Kiddy v. Lipscomb

Citation628 So.2d 1355
Decision Date07 October 1993
Docket NumberNo. 91-CA-0091,91-CA-0091
PartiesGeorgia S. KIDDY v. Larry R. LIPSCOMB, M.D. and South Jackson Woman's Clinic, P.A.
CourtUnited States State Supreme Court of Mississippi

James H. Herring, Herring Long & Joiner, Canton, for appellant.

Jimmie B. Reynolds, Jr., Steen Reynolds Dalehite & Currie, Jackson, Michael F. Myers, Steen Reynolds Firm, Jackson, for appellee.

Before HAWKINS, C.J., and SULLIVAN and McRAE, JJ.

McRAE, Justice, for the Court:

This appeal arises from a December 20, 1990, order of the Hinds County Circuit Court denying Georgia S. Kiddy's motion for a new trial in a medical malpractice action against Dr. Larry R. Lipscomb, M.D. and the South Jackson Woman's Clinic, P.A. Finding that the circuit court abused its discretion under either M.R.C.P. 21 or 42(b) by severing Mrs. Kiddy's claims against a second physician involved in the incident, Dr. Milan Chepko, we reverse and remand with instructions that the two actions be joined pursuant to M.R.C.P. 20. We further take this opportunity to reiterate that pursuant to M.R.C.P. 59, when the trial court has had the opportunity to rule on a matter, particularly during trial or a hearing, this Court will consider an assignment of error on appeal regardless of whether it was raised in the motion for new trial.

I.

On August 22, 1987, Dr. Larry Lipscomb attempted to perform an abortion on Mrs. Georgia S. Kiddy, then six weeks pregnant, at the South Jackson Woman's Clinic. In his post-operative report, Dr. Lipscomb questioned whether the procedure had been successful, but assured Kiddy that there were no problems. According to the Clinic's records, Kiddy was instructed to return for a follow-up appointment on September 1, 1987. Kiddy, however, asserts that no such appointment was made.

Kiddy returned to the Clinic on September 4, concerned that she was still pregnant. She tested positive on the pregnancy test administered at that time. Dr. Lipscomb, however, told her that patients frequently tested positive at the follow-up visit and sent her home without further testing or care.

Kiddy continued to experience serious pain and bleeding. Suspecting that she was still pregnant, she administered two home pregnancy tests on September 26, 1987, both of which registered a positive reading. She called Dr. Lipscomb and saw him again on September 28, 1987. He told her to return a few days later for a second procedure. Instead, she went to a local hospital where still another pregnancy test showed positive results, indicating that the abortion had been incomplete.
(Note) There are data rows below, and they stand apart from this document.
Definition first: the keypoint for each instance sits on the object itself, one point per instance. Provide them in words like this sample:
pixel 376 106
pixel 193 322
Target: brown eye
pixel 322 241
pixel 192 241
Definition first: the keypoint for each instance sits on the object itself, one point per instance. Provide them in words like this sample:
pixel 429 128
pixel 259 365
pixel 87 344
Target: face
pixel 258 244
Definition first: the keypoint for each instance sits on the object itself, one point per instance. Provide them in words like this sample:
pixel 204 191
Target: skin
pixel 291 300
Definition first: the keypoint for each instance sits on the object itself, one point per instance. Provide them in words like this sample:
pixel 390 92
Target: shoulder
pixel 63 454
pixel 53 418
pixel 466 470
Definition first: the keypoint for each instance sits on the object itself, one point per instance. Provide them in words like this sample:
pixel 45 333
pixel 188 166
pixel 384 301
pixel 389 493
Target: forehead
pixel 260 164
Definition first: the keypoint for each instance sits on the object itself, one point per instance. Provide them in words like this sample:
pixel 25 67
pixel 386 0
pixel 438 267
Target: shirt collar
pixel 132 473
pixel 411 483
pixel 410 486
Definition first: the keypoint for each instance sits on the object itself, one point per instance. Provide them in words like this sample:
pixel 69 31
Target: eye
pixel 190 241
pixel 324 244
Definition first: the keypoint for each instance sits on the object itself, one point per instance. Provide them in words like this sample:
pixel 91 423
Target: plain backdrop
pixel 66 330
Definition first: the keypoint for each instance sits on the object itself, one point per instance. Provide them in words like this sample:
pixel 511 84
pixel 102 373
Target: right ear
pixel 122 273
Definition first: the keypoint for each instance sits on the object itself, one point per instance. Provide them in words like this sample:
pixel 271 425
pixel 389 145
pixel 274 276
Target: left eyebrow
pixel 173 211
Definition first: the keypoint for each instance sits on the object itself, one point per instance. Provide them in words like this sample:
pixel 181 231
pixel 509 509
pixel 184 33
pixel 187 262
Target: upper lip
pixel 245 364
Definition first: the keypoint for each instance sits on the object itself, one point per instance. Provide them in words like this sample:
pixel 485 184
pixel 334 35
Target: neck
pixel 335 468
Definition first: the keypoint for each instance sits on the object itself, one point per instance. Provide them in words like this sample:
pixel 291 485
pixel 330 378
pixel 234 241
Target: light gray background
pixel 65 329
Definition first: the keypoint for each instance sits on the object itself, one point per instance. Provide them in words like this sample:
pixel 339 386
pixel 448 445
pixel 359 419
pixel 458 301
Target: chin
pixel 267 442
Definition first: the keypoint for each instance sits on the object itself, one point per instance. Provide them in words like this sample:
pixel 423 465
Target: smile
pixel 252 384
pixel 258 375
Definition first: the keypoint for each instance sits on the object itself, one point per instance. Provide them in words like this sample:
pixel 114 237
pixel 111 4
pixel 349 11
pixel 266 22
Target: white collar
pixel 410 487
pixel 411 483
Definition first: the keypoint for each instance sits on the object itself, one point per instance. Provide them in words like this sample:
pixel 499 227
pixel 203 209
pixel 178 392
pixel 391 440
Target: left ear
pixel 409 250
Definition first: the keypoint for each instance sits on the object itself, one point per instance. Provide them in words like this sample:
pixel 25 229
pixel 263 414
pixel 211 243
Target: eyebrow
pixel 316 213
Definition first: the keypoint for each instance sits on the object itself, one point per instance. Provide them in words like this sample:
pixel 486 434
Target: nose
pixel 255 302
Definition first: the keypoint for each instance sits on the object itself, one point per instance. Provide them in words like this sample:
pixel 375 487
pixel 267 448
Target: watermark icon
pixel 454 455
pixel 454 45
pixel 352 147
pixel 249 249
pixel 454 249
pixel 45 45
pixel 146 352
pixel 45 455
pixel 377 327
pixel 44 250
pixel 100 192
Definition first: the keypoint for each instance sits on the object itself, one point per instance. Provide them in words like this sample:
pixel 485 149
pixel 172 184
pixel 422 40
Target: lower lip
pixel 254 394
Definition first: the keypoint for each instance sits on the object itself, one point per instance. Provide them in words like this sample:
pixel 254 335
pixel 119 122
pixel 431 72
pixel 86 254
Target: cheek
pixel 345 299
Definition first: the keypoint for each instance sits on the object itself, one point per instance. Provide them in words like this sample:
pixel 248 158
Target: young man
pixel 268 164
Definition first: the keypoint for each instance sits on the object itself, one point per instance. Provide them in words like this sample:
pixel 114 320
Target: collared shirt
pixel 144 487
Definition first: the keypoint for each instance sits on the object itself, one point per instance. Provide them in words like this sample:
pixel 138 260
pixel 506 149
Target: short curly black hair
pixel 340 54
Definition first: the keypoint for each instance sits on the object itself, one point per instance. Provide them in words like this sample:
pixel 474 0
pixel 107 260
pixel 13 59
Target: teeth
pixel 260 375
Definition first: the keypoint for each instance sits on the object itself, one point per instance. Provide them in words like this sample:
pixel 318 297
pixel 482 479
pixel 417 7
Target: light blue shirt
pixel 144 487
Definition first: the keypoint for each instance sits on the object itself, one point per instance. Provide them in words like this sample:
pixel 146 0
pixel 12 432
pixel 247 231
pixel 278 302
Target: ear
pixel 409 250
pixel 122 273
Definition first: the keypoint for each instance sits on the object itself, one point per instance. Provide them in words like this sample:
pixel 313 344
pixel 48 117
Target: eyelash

Having lost faith in Dr. Lipscomb, Kiddy made an appointment at the New Woman's Clinic, where Dr. Milan Chepko attempted a second abortion on October 3, 1987. Kiddy suffered serious complications and was admitted to Mississippi Baptist Medical Center the next day. She was treated by Dr. Freda Bush, an obstetrician and gynecologist who was on call that evening. Kiddy was released on October 5. After further out-patient visits with Dr. Bush, Kiddy was readmitted to the hospital on October 10, 1987, where she was treated by Dr. Bush's associate, Dr. Beverly McMillan. She was released the next day, but again was taken to the emergency room on October 13, 1987. Dr. McMillan performed emergency surgery at that time, removing a large quantity of placental matter from Kiddy's uterus.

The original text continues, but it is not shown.